Mideast Sovereign Funds Cut Outbound Property Purchases 31% In 2014 – CBRE

SWFs cut their international investment last year because of the plunge of oil prices, a report by CBRE said.

Gulf Business
Different Arab money

Middle East sovereign wealth funds (SWFs) cut their new investments in real estate in the rest of the world by almost a third last year because of the plunge of oil prices, consultants CBRE estimated.

Outbound property investment by the SWFs, the vast majority of which are from the wealthy Gulf Arab oil exporters, dropped 31 per cent to $5.84 billion in 2014 from $8.45 billion in 2013, CBRE wrote in a report on Tuesday.

“This reflects more cautious behaviour from natural resource-based SWFs in light of weaker oil pricing,” CBRE said. “The effect might be even stronger in 2015 and in the next couple of years after.” A large proportion of the investment is in Europe.

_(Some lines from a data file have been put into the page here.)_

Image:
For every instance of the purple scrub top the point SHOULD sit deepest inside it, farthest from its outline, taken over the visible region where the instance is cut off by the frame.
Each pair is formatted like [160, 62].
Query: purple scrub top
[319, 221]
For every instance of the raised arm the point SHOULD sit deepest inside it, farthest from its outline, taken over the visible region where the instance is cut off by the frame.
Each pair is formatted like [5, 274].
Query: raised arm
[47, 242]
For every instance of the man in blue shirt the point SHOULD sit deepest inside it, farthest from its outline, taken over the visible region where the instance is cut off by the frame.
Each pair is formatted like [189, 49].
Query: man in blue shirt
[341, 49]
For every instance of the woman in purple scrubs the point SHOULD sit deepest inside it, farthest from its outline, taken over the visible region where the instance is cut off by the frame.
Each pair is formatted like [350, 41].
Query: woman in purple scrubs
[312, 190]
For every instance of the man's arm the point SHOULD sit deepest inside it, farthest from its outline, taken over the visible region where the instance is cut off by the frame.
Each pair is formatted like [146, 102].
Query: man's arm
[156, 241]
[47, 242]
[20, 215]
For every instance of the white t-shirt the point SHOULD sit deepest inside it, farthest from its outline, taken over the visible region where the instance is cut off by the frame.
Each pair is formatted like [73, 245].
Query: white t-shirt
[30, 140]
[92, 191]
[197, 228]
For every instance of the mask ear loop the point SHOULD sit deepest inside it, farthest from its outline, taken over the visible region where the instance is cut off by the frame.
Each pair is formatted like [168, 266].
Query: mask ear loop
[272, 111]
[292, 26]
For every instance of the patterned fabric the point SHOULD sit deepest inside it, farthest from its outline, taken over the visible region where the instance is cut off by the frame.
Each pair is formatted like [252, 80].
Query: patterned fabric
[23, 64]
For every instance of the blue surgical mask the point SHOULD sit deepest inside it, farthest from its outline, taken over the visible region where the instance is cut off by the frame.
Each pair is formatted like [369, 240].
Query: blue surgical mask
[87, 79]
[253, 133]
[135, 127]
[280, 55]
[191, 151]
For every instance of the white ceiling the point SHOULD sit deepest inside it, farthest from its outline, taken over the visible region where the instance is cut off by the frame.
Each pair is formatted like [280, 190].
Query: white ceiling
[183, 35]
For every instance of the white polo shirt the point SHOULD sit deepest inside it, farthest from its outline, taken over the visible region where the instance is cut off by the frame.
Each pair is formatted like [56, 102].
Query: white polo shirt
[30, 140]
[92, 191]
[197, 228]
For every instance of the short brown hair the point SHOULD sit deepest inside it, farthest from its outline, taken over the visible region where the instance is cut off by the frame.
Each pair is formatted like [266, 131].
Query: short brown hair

Low oil prices have slashed the amount of new cash which Gulf governments have available to put into their SWFs, and some governments may liquidate SWF assets to cover deficits opening up in their budgets.

High prices, a lack of available properties and the growing speed at which deals are being completed were other reasons for Middle East SWFs to spend less on real estate last year, said Nick Maclean, managing director of CBRE Middle East.

“There’s a suggestion that some locations from a GCC (Gulf Cooperation Council) perspective have become too expensive, London being one,” he told a news conference.

Overall, however, the Middle East’s real estate acquisitions in the rest of the world fell by a smaller margin – 13 per cent – to $14.1 billion in 2014. This was because some other investor types from the region actually increased their purchases.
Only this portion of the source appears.